Last night Mr. Mom and I were in the bathroom together for our nightly ritual of teeth-brushing and other pre-bed preparations. As we finished up and walked toward our bed, Mr. Mom said: Oh . . . I’ll be right back. I think Kate forgot the leftovers on the counter and I’ve got to put the food away.

I said: Okay. I’ve got to crawl into to bed now and get really comfy and warm.

And you know what Mr. Mom did? He laughed. He laughed out loud as he walked out of the room to take care of what is typically Kate’s responsibility but became his on this evening because his daughter wasn’t feeling well and it’s a cinch his wife didn’t think of it.

As I crawled into bed and got busy getting really comfy and warm while he took care of the last of the nightly chores, I thought about the kind of man it takes to not only head to the kitchen while his wife goes to bed, but also the kind of man who laughs when his wife makes a joke about it.

Let me tell you — it takes a man who knows there’s no such thing as the 50-50 rule.

There’s an epidemic of working mothers who spend a lot of time contemplating the 50-50 rule. I know this because the women talk about it endlessly.  And in case you’ve haven’t heard of the 50-50 rule, it’s what I call the myth that married couples, especially working parents, should share “the burden” equally.

It doesn’t matter how you define “burden.” Housework, shopping, laundry, financial planning, child-rearing, pet care, lawn maintenance —  these are all part of the never-ending list of chores every married couple has to face and, more importantly, to negotiate responsibility and accountability for.

A woman I know recently got divorced over the 50-50 rule. Or so said her husband, who felt that his wife wasn’t pulling her fair share (whatever “fair” is). Another woman I know told me not long ago that she and her husband had a “come to Jesus” meeting about his failure to appropriately pitch in.

I mentioned the latter situation to Mr. Mom because the woman is a mutual friend.  After I told him the long version of the story, he said: You know, there’s no relationship that’s ever 50-50. Sometimes it’s 60-40 and sometimes it’s 70-30 and sometimes it switches the other direction 80-20. At any given time, somebody’s always giving more than the other person and somebody else is taking more. It’s never equal.

I thought about this for a minute because – given our long established roles with me as the earner and Mr. Mom as the caregiver/household manager – I hadn’t contemplated equality in a very long time.

Before I could respond, he added: It’s like this. In every relationship, somebody is the quarterback and somebody is the blocker. And, sometimes you’re just the trainer that tapes all the ankles. After all, somebody has to tape ankles. I don’t understand why couples waste so much time calculating and worrying over the percentages.

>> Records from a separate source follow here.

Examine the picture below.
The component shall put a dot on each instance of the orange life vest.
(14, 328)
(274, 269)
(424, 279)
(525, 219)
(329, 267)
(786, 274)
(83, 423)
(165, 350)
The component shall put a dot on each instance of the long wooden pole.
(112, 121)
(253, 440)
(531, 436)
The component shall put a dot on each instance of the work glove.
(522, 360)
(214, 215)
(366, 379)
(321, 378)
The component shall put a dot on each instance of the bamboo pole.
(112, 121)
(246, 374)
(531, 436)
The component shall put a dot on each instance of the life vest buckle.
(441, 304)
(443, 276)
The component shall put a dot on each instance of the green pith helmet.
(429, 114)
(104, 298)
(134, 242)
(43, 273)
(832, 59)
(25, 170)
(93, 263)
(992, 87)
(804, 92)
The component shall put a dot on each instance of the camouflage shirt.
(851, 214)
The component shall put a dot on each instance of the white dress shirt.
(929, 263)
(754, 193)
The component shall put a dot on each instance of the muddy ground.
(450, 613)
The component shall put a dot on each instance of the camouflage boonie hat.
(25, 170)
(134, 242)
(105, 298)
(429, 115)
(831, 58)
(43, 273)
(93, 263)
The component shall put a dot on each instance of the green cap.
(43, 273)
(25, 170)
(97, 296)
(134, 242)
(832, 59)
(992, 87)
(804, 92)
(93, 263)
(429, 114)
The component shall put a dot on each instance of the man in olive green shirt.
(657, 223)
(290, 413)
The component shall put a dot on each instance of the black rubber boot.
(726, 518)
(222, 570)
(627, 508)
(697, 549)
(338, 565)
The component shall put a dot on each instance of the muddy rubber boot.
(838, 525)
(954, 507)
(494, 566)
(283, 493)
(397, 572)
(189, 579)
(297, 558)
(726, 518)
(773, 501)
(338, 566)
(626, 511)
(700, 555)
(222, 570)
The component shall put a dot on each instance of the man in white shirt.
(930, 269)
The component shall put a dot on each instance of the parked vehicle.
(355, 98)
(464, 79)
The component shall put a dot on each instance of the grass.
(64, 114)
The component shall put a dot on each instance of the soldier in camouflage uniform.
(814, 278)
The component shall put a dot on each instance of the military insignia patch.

So now it’s obvious how I’ve managed to stay married for 20 years.   Choice is everything and I picked a good one, even though at the time I wasn’t smart enough to know it; I just knew I was in love.

But it does explain why my friend, the one who thought her husband needed a reckoning, later said to me: “You know, Joan, you and Mr. Mom seem to have the most natural partnership of any couple I know. It just seems like you guys have it all figured out.”

I’d like to think there’s something in this world I’ve figured out but, like always, I chalk it up to the man who’s a whiz at math but has never bothered counting who’s ahead.

With gratitude {for the man whose bedside manner while taping ankles is exceptional},

Joan, who thinks she got a bargain when she agreed to bring home the bacon in this deal

PS: I claim no special knowledge of human psychology or the path to marital happiness. And I understand that relationships are personal and complex and not easily condensed into tidy blog-advice packages, so you won’t hurt my feelings if you think I don’t “get” you or your situation. But I do know this: failure to keep a tally is the key to success in most things, including marriage, but also jobs and friendships and child-rearing and neighborliness and every other endeavor where it is more blessed to give than receive.